If you were to imagine a remake of the movie 25 years down the line, you would expect a progressive storyline that celebrates genuine friendships, personal growth, and love that transcends societal expectations. The story would revolve around the authentic friendship between Rahul and Anjali, who meet in college. Anjali encourages Rahul to embrace his emotional side and provides unwavering support during his wife Tina’s pregnancy and after her tragic death. When Rahul’s daughter is born, they raise her together as co-parents. The film would celebrate the strength of their friendship and explore the beautiful bond they share, free from superficial standards, stalking, or gender stereotypes. At least then, Rahul’s eight-year-old daughter won’t be tasked with the responsibility of fixing her father’s love life. A scene straight out of a modern utopia.

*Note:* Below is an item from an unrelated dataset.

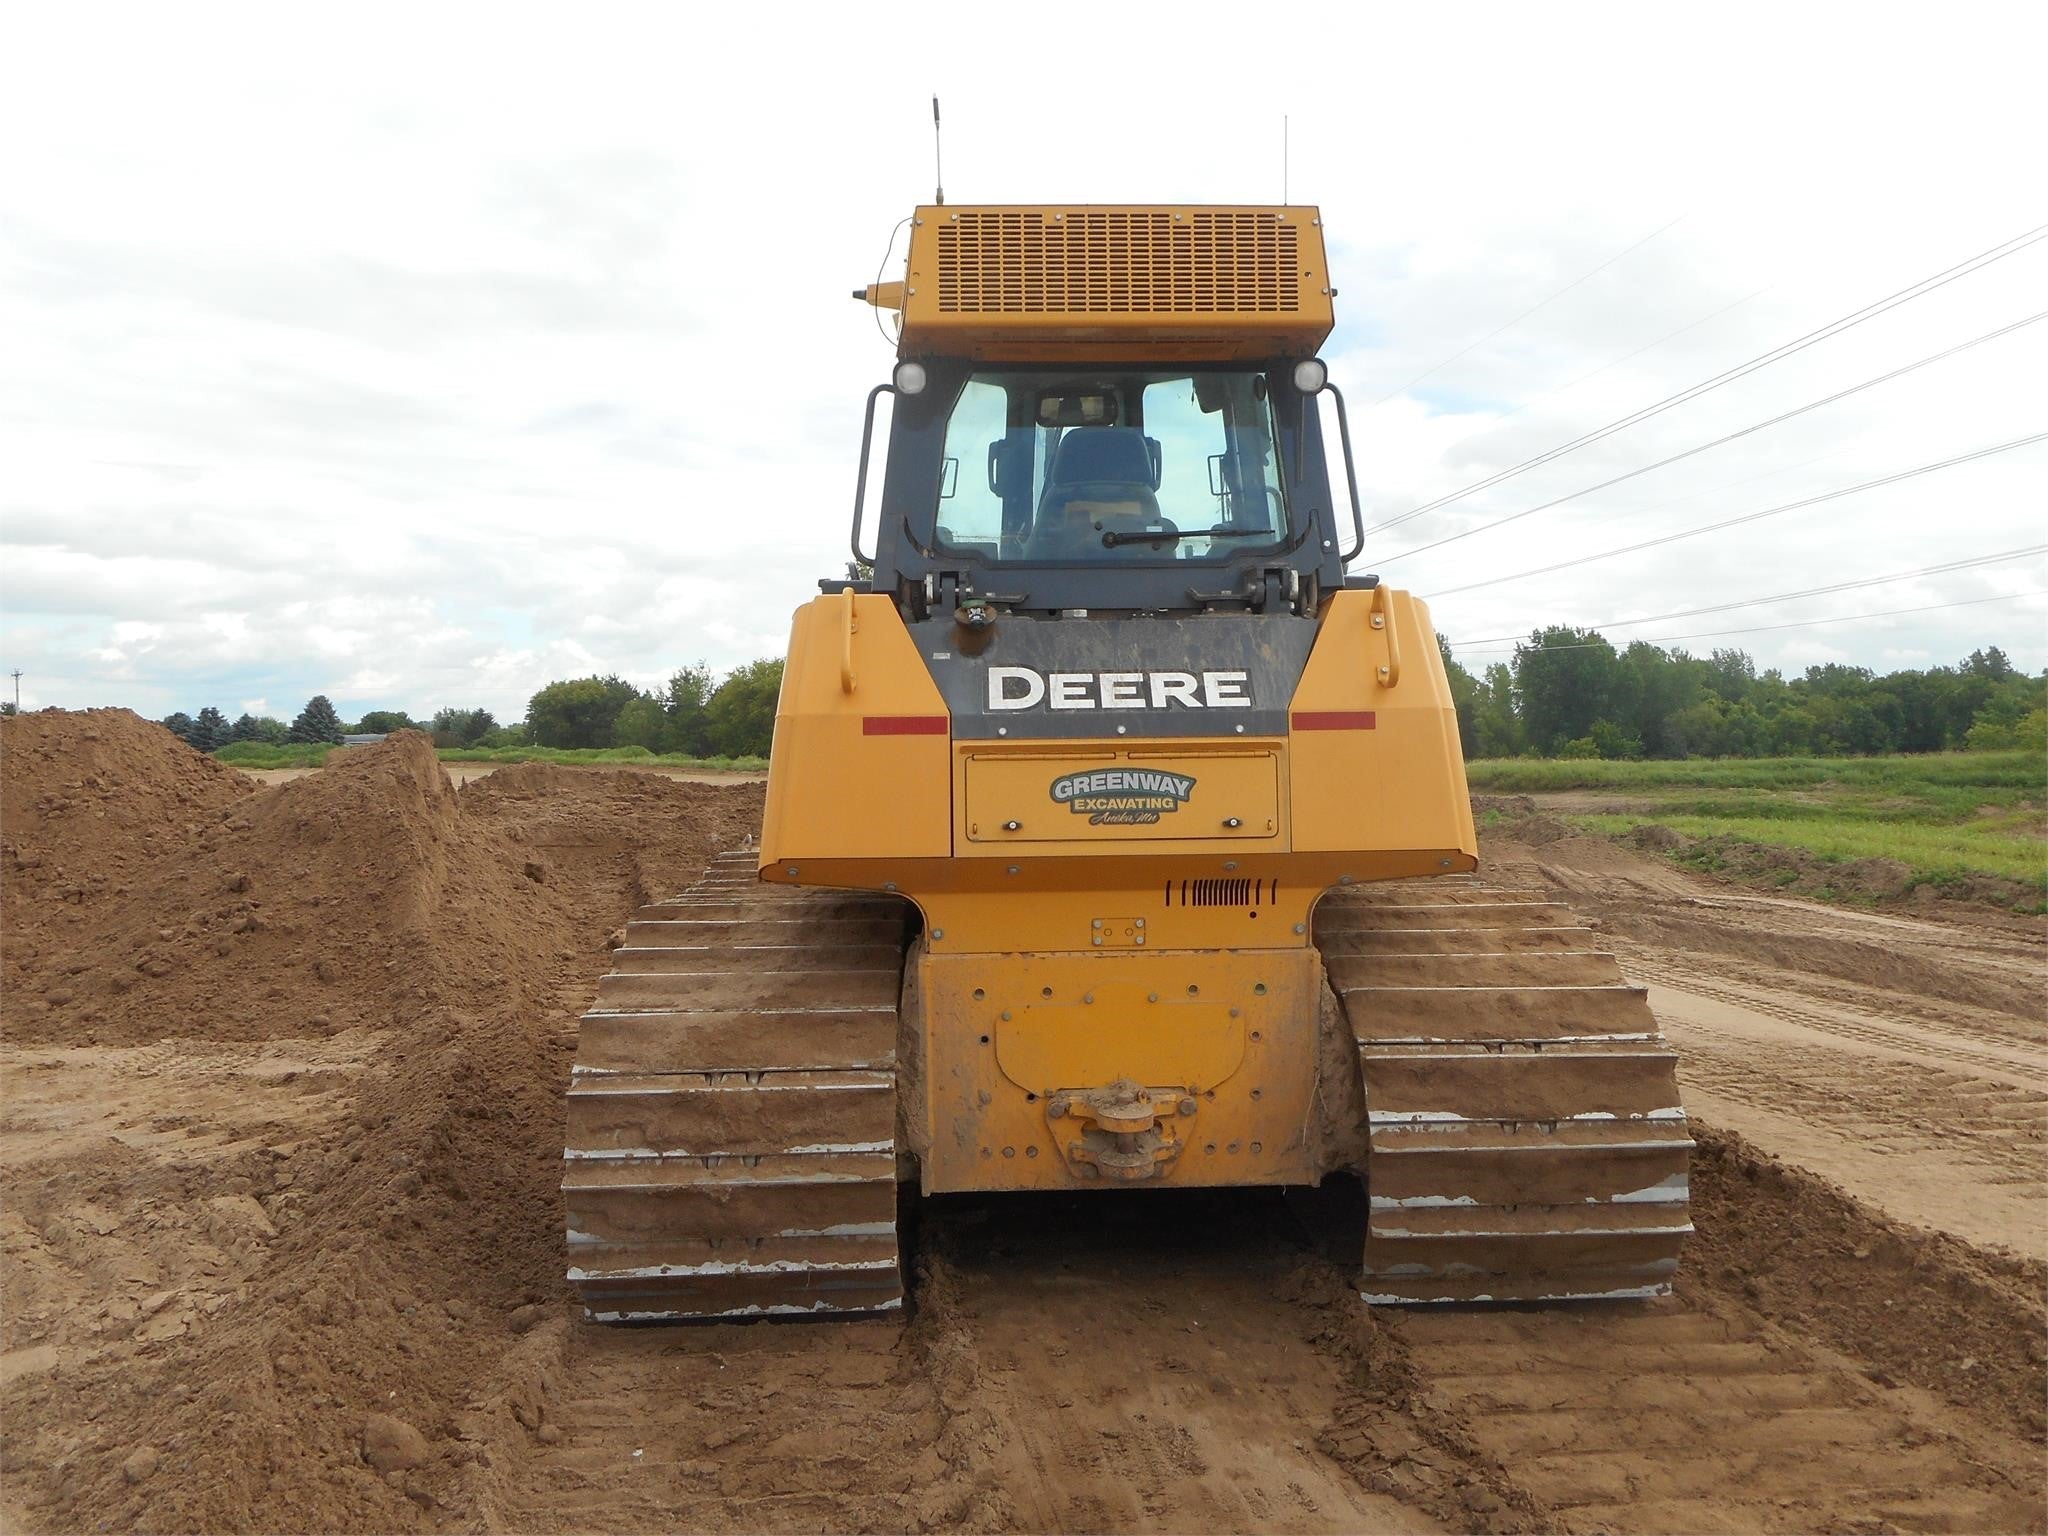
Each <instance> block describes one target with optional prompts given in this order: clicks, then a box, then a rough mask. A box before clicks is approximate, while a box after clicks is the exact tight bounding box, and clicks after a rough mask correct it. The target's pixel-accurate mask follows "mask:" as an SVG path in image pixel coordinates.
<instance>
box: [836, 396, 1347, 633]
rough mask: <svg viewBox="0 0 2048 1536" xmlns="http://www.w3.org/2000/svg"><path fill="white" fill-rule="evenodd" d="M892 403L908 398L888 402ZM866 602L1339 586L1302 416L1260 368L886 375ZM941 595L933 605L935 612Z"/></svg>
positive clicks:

But, in reality, would that be the case? While these gender stereotypes might be dated for the western audience, they continue to find screentime in India. The troop of the ‘suitable girl’ wasn’t last used in ‘Kuch Kuch Hota Hai’. Popular movies such as ‘Main Hoon Na’, ‘Kal Ho Naa Ho’ and ‘Yeh Jawaani Hai Deewani’ have also cashed in on it. Time and again, Bollywood has taught girls that male validation is the only thing worth striving for. Forget the idea of unapologetically being your most authentic self. While a few rotten apples still exist, Hindi cinema has changed significantly over the last 25 years.

As problematic as these movies are, they are reflective of the times they were written in, and the audiences they were made for. In a rush to be politically correct, changing a work from the past to suit modern ideologies is robbing the viewer of the opportunity to look at how dynamic the world is. It is an ever-changing, evolving place.